Jo Anna Godfrey moved to Timpson, Texas in 2006. Since then, her crystal cabinet is missing a few pieces.
"It's not that it's really worth a lot, it's just sentimental value to us," she told us this week. A few of her family heirlooms were destroyed, falling off the shelves during an earthquake which registered 4.1 on the Richter Scale back in January. "The whole house just starts shaking," Godfrey recalls.
Nearby, the quakes have damaged chimneys and are causing brick facades in downtown Timpson to separate from their buildings. The buildings are old, but the quakes are new.
After the January quake, which destroyed Jo Anna's crystal, I began looking into the history of seismic activity in the area. According to the USGS, between 1973 and 2011, there was only a single earthquake. It was west of Carthage in 1981. Starting 2011, quakes began shaking the Timpson area. There have been 13 since 2011, 5 so far this year.

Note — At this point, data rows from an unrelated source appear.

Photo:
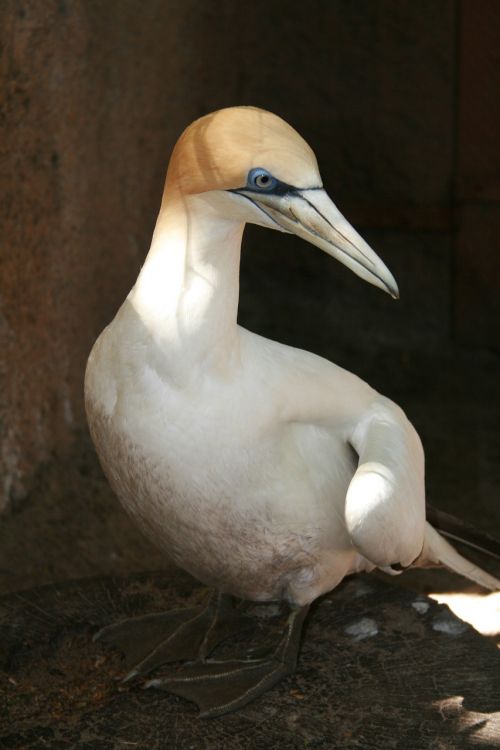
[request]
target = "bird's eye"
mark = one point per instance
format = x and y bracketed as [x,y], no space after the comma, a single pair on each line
[259,178]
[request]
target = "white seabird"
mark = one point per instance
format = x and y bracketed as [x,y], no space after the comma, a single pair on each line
[267,472]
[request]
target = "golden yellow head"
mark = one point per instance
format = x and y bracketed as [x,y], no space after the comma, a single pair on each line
[218,151]
[251,166]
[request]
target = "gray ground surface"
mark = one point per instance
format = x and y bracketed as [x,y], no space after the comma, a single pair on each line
[412,686]
[381,668]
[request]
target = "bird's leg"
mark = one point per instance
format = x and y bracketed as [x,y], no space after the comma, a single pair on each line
[152,640]
[221,686]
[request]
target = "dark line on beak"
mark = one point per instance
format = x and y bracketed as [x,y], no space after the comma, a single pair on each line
[257,205]
[336,230]
[341,250]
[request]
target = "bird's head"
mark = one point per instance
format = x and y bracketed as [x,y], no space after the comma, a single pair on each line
[252,166]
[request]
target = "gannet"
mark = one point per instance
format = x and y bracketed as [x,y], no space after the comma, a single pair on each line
[266,472]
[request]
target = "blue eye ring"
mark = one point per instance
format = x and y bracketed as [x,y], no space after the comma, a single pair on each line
[261,179]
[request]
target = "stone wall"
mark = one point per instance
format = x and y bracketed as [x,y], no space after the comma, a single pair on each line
[93,96]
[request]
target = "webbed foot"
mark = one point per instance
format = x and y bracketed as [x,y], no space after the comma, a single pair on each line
[152,640]
[222,686]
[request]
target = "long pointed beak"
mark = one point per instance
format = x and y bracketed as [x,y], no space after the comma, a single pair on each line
[311,214]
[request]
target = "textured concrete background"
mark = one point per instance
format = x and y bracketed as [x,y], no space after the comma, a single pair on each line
[399,101]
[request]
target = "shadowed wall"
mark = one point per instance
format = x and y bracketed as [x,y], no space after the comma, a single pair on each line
[398,99]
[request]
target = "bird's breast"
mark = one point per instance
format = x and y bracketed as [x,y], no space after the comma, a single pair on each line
[240,499]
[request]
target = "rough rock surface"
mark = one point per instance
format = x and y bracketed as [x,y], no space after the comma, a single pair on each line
[380,667]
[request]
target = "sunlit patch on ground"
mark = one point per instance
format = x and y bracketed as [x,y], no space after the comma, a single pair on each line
[480,611]
[481,729]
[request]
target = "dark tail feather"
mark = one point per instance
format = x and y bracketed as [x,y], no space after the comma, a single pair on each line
[453,528]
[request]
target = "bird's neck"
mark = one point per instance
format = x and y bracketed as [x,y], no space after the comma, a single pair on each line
[187,292]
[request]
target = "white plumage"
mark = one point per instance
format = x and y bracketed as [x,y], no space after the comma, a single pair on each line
[265,471]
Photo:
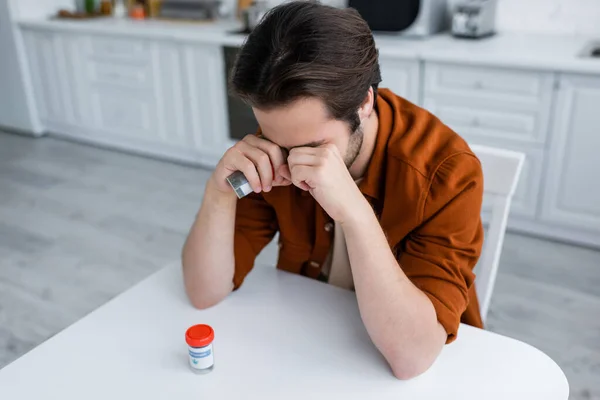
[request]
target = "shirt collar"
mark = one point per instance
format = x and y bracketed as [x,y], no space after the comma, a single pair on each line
[373,180]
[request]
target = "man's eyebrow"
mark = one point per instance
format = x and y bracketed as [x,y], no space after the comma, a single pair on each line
[311,144]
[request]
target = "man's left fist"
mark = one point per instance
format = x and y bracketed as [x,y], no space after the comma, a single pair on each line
[322,172]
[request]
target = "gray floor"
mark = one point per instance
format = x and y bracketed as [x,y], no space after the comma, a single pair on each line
[78,225]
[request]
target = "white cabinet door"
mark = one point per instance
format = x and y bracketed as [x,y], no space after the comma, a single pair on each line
[55,67]
[403,77]
[206,85]
[572,195]
[43,53]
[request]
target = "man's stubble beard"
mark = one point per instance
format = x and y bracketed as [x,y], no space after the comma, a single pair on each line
[354,146]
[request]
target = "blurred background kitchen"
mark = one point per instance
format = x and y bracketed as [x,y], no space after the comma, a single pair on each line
[112,114]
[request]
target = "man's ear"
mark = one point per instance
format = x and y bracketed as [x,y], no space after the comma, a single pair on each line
[366,108]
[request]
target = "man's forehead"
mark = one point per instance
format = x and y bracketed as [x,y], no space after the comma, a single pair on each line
[315,143]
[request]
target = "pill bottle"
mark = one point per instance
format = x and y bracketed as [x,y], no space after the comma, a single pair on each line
[200,342]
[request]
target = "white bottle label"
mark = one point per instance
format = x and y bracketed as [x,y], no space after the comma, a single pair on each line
[201,357]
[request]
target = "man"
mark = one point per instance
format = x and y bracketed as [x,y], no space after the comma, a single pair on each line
[367,191]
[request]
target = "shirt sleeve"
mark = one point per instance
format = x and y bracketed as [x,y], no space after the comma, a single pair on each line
[255,227]
[439,256]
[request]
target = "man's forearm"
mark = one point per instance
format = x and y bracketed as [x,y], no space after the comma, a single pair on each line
[208,258]
[400,318]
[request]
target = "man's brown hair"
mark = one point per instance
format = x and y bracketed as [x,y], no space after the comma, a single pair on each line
[304,49]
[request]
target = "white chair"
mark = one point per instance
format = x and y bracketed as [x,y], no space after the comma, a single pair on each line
[501,171]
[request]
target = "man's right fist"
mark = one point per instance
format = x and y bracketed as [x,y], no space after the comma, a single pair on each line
[258,159]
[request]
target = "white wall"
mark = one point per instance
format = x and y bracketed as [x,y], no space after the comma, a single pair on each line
[550,16]
[39,8]
[541,16]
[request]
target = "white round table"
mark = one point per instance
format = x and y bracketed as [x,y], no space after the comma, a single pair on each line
[281,336]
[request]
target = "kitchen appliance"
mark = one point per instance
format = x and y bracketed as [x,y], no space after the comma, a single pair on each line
[240,115]
[199,10]
[474,19]
[409,17]
[254,13]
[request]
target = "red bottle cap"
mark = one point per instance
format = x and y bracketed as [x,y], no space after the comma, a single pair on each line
[199,336]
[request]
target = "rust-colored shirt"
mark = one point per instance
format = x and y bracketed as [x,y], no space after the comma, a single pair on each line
[425,186]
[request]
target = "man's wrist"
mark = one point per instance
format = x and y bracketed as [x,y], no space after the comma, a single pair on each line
[218,198]
[359,214]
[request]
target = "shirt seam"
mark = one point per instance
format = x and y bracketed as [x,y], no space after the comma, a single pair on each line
[433,175]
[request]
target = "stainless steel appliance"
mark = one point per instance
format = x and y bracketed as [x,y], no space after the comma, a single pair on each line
[407,17]
[200,10]
[474,18]
[241,118]
[254,13]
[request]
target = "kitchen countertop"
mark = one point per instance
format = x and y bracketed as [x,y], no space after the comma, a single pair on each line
[513,50]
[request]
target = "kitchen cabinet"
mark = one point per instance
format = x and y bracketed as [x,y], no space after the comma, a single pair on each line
[204,77]
[44,50]
[152,97]
[165,95]
[403,77]
[572,193]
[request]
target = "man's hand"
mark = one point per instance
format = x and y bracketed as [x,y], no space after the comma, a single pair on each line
[258,159]
[322,172]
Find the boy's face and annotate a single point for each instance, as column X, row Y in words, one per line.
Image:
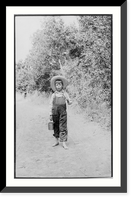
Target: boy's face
column 58, row 85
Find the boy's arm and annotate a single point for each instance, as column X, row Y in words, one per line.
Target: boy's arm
column 69, row 101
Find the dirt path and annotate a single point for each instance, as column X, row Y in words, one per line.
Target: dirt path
column 89, row 153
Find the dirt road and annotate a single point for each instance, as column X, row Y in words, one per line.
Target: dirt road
column 89, row 153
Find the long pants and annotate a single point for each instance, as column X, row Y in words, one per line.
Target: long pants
column 60, row 122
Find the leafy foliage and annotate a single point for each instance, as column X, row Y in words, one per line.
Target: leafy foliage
column 84, row 51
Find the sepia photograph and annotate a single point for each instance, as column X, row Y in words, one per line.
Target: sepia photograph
column 63, row 96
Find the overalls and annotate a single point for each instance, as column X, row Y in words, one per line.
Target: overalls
column 60, row 118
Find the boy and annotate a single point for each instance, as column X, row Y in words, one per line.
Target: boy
column 58, row 112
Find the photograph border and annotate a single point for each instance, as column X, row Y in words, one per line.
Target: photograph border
column 123, row 188
column 15, row 43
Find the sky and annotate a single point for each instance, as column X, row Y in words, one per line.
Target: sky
column 25, row 26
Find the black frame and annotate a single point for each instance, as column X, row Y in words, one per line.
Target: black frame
column 124, row 178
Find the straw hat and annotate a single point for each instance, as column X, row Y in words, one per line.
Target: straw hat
column 62, row 78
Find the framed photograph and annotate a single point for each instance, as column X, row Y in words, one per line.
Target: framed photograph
column 66, row 88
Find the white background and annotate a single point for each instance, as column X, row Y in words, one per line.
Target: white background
column 106, row 182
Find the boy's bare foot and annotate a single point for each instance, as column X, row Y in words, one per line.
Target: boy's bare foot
column 64, row 145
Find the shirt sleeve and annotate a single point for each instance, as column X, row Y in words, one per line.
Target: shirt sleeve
column 69, row 101
column 51, row 104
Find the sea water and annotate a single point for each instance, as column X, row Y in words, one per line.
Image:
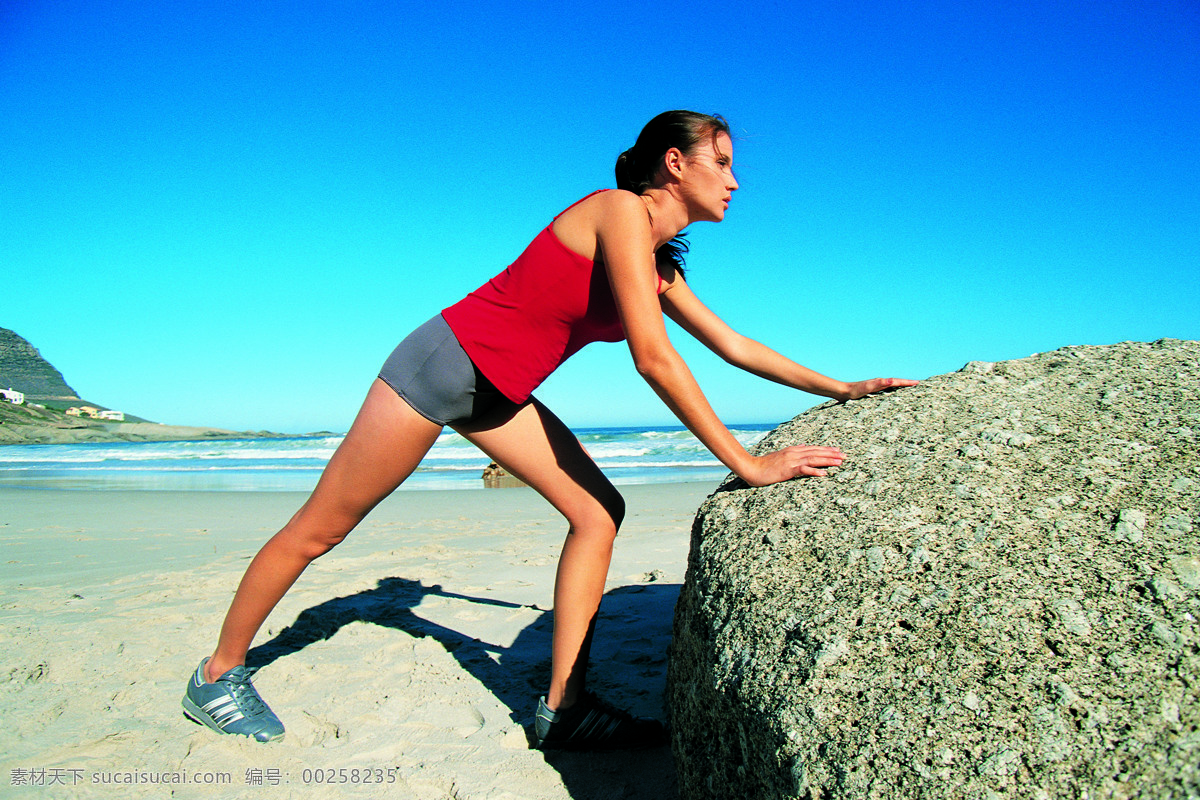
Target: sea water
column 633, row 455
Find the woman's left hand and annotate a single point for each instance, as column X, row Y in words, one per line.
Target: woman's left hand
column 864, row 388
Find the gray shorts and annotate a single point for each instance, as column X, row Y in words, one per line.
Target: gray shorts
column 435, row 376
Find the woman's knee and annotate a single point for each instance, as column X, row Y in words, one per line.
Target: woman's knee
column 601, row 519
column 310, row 537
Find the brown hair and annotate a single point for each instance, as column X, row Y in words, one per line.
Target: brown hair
column 639, row 166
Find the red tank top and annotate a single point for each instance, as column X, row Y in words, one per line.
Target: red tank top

East Texas is not alone in this phenomenon of recent quakes. In North Texas, the USGS reported three quakes along the Red River in the 1980s and early 2000. Then, after 2008, nearly 50 quakes rumbled the Dallas-Ft. Worth Metroplex.
In August of last year, the University of Texas published a study of the quakes in the Dallas area. The conclusion: they were most likely manmade. The study cited injection wells pumping 150,000 barrels of fluid per month into the ground along pre-existing fault lines. This same phenomenon has been noted in other recent studies in Oklahoma, Colorado, and New Mexico.
So, I went searching for recently installed injection wells in the Timpson area and found one in the center of the earthquake activity. It sits a mile and a half northwest of the city of Timpson. It is authorized by the State of Texas to inject 450,00 barrels of salt water per month. That's three times the amount the U. T. study says could cause a quake.
The process starts with 18-wheelers hauling salt water away from hydraulic fracking wells. The trucks pull up to the well site and dump their load into a storage tank. All of that is then pumped over to the injection well. From there it is sent one mile deep into the Earth. The idea behind the University of Texas study is once the water is injected at high pressure deep into the Earth, it can seep into fault lines. The fluid then essentially lubricates the rocks, reduces friction, and allows the faults to slip.
The USGS is currently conducting their own investigation of the Timpson tremors. They have not yet announced their results.
The well at the center of these quakes appears to be operating within the standards set by the Texas Railroad Commission. There is no evidence to suggest the well is doing anything it was not designed and authorized to do.